I like all forms of art but I have always been particularly drawn to glass, ever since I had marbles as a child. I was fascinated by the swirls within the marbles and how they got in there. I also loved perfume bottles and ink bottles. There was something alluring about them. I remember visiting Venice when I was around eleven and seeing the shop windows with their incredible displays of glass in all shapes and forms. My Dad bought me a tiny set of three cats that I admired in one of the shops and I kept them in a wooden display case that a friend of my parents brought me from Mexico. It was made up of lots of cubby holes and had miniature Mexican objects in some of them – a tiny pottery jug, a teacup and saucer, a sombrero, a tiny poncho. The idea was that I could collect other miniatures to fill the empty spaces. So, my miniature cats had pride of place in three of them. Later I got a tiny perfume bottle, a teeny brass box and various other items.
But the lure of glass remained with me and when I was able to, I started buying it myself, generally in Italy on holiday – sculptural objects by Murano, mainly animals, bowls, vases, even light shades. I carted them all back home in my hand luggage. I also picked up pieces at auctions, in antique shops and junk shops, at car boot sales and flea markets. Because my husband and family knew I loved glass, I often got gifts of pieces too. My last purchase was a small, amber, figure of a nude, a Lalique limited edition, that I found in a little, local antique shop a year ago. It wasn’t expensive and, being one of a limited edition, it’s not unique, but I just liked it. At some point when we’re no longer paying a mortgage and have all our children educated, I will invest in an extra special, original piece though there are so many talented glass-blowers out there that it may be an impossible task to choose one.

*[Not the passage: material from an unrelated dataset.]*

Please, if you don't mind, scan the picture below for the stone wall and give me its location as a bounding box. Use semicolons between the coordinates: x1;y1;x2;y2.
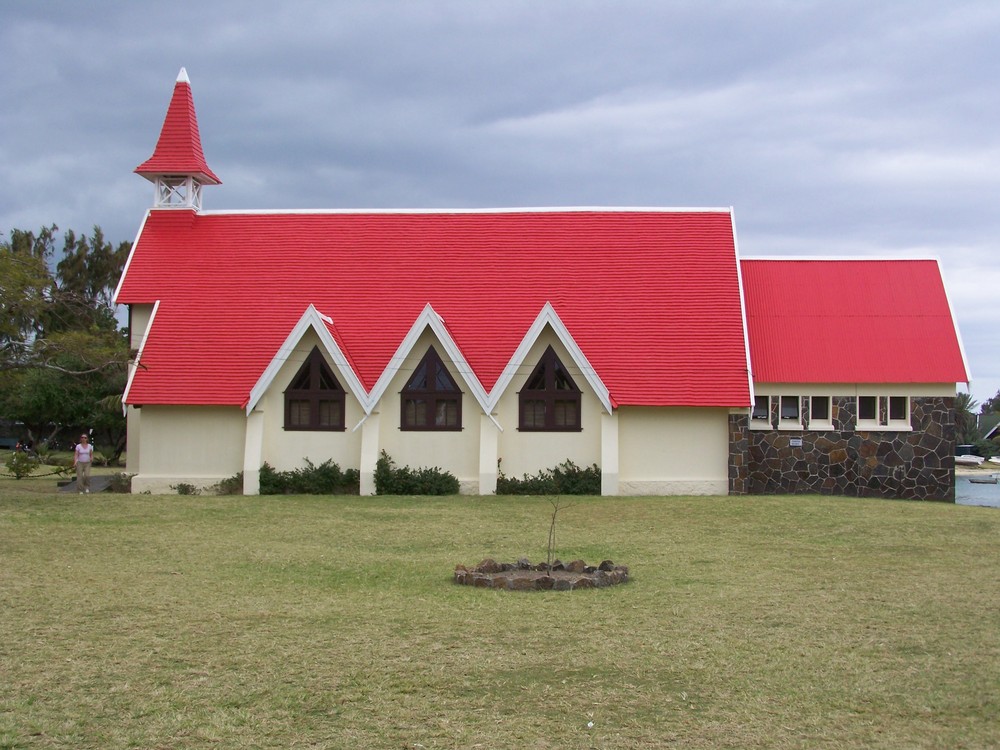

On holiday in the Dordogne a few years ago, we visited the studio and shop of a glass-blower and I finally got to really appreciate the endless possibilities of glass and the extraordinary skill involved in creating beautiful glass artworks. I was so overwhelmed that I actually couldn’t buy anything except a load of marbles in various sizes. I was surrounded by sculptures and objects, one more exquisite than the next, in colours that were mesmerising and magical. I meant to return but I haven’t yet. Glass-blowing is a difficult, strenuous labour of love. The artist almost fights with his/her medium but when it is finally tamed and compliant, virtually anything can be achieved.
I haven’t bought any glass in a while simply because I don’t have the space to properly display even the objects that I already have. The thing about a piece of glass art is that it generally needs space, a white background and proper lighting so as one can fully appreciate the depth and complexities of colours . Whereas paintings can contrast and complement each another on a wall, a piece of glass is a more solitary art form, or at least that's my opinion.
Blown Away is now in its second series on Netflix. Being a Canadian production, it is less about the dramatics than most American competition shows and more about the honesty of the creative process. The art of glass blowing is so dramatic and exhilarating in its own right that most of the interest in the show is in watching the actual processes. There is no need for any extra intrigue or contestant back-biting that has become the norm on many competitive shows.
Last night we watched the entire second series with two of our daughters. One has just started work. She had said she wanted to buy something meaningful with her first paycheck and had been considering what she might like. At one point during the show, she announced that she could think of nothing better than a piece of beautiful glass art. If that’s not a recommendation, I don’t know what is. Do yourself a favour and watch it.